Me imagino que lo que está pasando en Venezuela tiene que ver con el petróleo que los venezolanos tienen bajo sus pies. La velocidad con la que Rusia y China han felicitado a Maduro es comprensible porque no quieren que ese petróleo caiga en manos enemigas. Se rompería el equilibrio de fuerzas. Si lo agarran los americanos y se ponen a explotarlo a toda máquina los precios podrían caer por los suelos y a tomar por el saco la ufanía de Putin. Incluso le podría costar el puesto.
¡El dichoso petróleo! La peor maldición que le pudo caer al planeta. Con lo bien que estaríamos viajando a motor de alubias. Porque, ¿qué sacamos con ir de aquí para allá a toda mecha? Pero éste es otro asunto. Los demonios que tenemos encima se desataron el día que los gringos decidieron poner a Putin en un brete por medio de un golpe de estado en Ucrania. Siempre será igual; Napoleón, Hitler, se estrellaron contra el muro de hielo. Ahora le toca al amigo americano. Los elementos hacen a Rusia, con todas sus codiciadas riquezas, inexpugnable.

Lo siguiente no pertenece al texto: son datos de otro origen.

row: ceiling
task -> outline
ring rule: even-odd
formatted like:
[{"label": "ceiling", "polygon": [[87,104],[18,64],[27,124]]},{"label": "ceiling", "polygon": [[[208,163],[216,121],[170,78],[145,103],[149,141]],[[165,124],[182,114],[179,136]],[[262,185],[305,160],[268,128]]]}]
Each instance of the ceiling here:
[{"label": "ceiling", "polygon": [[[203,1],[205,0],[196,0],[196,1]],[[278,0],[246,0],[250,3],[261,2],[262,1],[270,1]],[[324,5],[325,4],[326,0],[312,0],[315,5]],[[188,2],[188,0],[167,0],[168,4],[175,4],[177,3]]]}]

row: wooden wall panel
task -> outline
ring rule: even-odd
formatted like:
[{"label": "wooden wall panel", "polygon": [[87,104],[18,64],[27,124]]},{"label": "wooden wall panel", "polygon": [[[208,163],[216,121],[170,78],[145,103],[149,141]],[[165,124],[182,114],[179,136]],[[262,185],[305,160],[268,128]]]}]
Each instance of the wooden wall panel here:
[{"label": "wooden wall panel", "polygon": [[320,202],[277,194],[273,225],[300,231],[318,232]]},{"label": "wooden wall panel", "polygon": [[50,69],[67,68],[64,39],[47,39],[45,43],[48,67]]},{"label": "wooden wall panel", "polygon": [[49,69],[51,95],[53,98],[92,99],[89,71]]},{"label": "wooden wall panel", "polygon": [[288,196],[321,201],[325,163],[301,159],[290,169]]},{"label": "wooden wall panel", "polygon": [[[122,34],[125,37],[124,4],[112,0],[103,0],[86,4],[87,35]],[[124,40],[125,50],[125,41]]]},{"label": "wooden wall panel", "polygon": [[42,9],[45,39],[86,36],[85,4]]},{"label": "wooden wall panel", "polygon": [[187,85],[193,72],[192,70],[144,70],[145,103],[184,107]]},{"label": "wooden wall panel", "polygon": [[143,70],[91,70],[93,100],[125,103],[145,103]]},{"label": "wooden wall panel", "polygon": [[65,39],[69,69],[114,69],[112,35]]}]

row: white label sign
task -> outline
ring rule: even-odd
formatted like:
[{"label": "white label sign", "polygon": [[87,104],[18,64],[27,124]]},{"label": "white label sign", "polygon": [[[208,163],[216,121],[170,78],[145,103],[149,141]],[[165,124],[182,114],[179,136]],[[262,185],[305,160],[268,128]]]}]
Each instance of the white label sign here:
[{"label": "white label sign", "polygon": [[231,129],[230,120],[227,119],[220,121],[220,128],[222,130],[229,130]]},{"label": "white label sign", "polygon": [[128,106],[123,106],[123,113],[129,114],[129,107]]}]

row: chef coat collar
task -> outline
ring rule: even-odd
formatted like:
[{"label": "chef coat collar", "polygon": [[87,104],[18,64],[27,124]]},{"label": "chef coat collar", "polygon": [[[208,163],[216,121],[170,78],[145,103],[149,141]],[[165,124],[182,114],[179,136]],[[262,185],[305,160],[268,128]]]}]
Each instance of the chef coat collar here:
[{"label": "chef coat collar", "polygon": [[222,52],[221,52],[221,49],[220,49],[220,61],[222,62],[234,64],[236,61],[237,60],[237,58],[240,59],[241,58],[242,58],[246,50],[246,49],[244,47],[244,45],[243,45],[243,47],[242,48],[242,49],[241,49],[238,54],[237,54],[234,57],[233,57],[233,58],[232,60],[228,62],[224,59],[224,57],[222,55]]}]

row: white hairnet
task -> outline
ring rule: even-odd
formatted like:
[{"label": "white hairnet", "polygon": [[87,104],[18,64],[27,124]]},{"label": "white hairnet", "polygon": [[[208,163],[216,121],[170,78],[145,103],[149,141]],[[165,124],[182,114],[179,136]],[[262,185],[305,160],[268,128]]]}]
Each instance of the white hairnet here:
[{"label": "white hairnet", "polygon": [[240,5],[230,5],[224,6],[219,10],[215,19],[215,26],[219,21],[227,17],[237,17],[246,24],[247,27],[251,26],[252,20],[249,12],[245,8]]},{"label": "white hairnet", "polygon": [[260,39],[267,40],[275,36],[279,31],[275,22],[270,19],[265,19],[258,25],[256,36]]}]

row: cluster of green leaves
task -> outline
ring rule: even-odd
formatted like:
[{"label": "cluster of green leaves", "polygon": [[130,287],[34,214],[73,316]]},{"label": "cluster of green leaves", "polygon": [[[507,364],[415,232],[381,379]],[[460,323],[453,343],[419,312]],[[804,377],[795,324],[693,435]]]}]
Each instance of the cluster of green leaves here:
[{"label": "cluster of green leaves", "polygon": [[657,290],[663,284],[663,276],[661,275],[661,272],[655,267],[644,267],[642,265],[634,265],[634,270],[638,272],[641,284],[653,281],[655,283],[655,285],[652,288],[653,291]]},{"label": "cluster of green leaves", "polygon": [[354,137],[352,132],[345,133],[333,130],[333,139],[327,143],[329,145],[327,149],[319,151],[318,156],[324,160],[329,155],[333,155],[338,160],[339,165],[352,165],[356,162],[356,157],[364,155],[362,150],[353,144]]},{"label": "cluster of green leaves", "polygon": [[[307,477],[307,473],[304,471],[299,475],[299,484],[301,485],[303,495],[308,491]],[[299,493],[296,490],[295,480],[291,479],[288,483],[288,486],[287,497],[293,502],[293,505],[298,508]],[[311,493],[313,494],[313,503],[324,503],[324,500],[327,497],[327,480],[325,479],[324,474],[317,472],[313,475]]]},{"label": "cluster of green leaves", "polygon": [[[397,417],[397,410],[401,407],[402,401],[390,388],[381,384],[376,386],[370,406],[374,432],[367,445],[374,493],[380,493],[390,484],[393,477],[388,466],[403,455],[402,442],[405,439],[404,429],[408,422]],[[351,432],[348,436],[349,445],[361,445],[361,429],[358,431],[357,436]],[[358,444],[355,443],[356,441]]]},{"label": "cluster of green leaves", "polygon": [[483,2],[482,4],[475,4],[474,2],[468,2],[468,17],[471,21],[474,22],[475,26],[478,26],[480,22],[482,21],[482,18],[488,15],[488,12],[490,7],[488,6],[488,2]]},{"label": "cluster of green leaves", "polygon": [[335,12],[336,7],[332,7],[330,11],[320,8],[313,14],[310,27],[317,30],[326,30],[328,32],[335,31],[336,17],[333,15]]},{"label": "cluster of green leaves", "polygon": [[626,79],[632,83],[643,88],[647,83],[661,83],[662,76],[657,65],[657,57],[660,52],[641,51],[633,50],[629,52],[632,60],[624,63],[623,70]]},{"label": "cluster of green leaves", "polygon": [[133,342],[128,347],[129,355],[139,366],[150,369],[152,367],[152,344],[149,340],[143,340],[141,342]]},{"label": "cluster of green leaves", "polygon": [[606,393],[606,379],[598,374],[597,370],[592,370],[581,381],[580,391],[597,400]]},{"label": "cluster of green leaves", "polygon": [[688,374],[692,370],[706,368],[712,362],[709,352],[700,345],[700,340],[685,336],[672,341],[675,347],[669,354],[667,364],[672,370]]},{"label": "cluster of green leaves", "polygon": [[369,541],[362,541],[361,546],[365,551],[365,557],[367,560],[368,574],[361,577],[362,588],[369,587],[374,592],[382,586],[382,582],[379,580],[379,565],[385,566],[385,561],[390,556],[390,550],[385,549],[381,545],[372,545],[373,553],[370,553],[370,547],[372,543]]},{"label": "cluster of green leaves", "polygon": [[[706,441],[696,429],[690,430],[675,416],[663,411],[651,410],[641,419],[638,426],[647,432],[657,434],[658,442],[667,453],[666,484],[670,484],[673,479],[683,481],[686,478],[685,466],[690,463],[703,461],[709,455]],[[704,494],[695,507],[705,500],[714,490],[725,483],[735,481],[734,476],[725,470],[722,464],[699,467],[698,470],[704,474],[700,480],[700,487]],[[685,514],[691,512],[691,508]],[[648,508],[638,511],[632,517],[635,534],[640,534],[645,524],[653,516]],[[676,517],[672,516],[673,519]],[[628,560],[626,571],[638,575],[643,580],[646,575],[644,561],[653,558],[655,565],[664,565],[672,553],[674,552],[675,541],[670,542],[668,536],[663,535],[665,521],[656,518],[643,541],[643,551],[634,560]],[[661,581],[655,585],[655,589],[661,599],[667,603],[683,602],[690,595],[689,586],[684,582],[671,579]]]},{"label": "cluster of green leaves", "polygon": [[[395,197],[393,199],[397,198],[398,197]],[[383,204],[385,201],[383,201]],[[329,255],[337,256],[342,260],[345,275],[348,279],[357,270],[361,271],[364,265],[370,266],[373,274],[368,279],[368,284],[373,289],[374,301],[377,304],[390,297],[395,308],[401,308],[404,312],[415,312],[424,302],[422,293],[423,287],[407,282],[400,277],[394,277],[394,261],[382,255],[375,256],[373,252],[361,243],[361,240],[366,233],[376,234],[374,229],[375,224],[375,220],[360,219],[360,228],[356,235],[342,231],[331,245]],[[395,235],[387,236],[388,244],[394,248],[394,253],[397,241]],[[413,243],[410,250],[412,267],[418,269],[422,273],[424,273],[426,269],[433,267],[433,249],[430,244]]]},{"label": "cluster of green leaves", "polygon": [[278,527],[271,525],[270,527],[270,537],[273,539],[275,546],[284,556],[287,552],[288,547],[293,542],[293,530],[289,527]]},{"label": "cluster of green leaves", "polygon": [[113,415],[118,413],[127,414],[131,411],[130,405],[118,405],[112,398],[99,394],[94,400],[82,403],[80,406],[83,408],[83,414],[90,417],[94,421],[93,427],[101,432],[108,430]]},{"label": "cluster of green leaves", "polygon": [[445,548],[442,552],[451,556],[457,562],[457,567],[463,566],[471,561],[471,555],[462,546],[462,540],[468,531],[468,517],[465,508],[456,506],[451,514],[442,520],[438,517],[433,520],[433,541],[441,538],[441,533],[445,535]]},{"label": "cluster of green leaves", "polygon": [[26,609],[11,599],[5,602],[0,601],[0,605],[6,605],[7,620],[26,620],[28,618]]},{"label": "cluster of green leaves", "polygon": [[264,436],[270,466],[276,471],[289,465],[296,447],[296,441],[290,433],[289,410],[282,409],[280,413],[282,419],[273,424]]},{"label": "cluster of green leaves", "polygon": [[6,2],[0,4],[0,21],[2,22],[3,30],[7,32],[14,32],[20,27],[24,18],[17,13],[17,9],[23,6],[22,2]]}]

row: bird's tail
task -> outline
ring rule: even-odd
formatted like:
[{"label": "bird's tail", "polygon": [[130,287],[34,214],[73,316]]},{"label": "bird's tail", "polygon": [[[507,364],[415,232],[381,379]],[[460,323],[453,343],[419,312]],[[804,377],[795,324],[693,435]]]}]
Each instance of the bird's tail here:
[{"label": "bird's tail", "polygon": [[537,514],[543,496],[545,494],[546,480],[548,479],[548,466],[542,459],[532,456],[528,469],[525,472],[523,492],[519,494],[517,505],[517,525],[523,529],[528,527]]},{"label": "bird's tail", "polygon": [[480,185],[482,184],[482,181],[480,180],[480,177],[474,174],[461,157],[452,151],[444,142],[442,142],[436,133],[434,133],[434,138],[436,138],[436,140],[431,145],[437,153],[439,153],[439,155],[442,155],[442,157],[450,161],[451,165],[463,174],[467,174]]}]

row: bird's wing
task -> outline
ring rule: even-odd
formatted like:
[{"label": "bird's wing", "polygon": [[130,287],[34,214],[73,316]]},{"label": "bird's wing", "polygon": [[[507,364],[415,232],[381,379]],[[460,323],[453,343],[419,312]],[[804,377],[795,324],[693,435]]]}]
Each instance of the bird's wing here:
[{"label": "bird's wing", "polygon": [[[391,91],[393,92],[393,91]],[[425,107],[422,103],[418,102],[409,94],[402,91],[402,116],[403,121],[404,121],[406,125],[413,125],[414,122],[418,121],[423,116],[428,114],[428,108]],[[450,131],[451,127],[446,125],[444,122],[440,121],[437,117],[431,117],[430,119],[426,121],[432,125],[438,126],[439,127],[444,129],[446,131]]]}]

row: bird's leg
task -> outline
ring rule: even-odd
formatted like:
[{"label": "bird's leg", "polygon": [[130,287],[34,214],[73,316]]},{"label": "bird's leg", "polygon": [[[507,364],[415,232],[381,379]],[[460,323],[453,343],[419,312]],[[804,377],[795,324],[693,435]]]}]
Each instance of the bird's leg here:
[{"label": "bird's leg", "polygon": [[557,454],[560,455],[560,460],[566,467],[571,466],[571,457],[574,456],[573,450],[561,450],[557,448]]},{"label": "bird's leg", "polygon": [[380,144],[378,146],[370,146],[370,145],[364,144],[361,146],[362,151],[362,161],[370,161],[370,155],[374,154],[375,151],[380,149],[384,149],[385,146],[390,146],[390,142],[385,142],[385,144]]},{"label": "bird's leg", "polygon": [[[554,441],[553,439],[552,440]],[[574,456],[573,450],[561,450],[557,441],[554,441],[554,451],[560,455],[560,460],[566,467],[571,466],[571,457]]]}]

El mundo es una mierda porque los humanos somos una especie enferma: tengamos lo que tengamos nunca nos sentimos ahítos... o seguros, para ser más exactos. Eso impide que los vecinos puedan vivir en paz y colaborando. A la segunda transacción, una de las partes, inevitablemente, se siente perjudicada. Y ya la tenemos armada. No hay forma de entrar en razones. ¿Por qué los griegos no podían pasar por el Bósforo sin que los troyanos les exigiesen tributo? Una injusticia que dio lugar al poema épico que explica toda la historia de la humanidad. Todo lo de Helena, Paris, Menelao y demás, fue la mentira que siempre se inventa para dar a las guerras un aire romántico. La realidad fue bien distinta: suprimir las trabas para hacerse con las riquezas de los países a orillas del Mar Negro. Ya habían mandado previamente una nave exploradora, los argonautas, para ver lo que se podía arramplar por allá. Y se habían traído nada menos que el Vellocino de Oro. Todo un símbolo que todavía anda por ahí coleando.
Fíjense lo que son las cosas, Maduro, en principio, un chófer de autobús, en el centro de todas angustias. Vamos a ver en qué acaba la cosa. En cualquier caso, no creo que vaya a dar para otro poema épico. Más bien bufo, por muchas vidas que se lleve por delante. Por cierto, en algunos países hispanos, cuando se ve ya la solución de un problema, se dice: se cae de maduro. A ver si se cumple.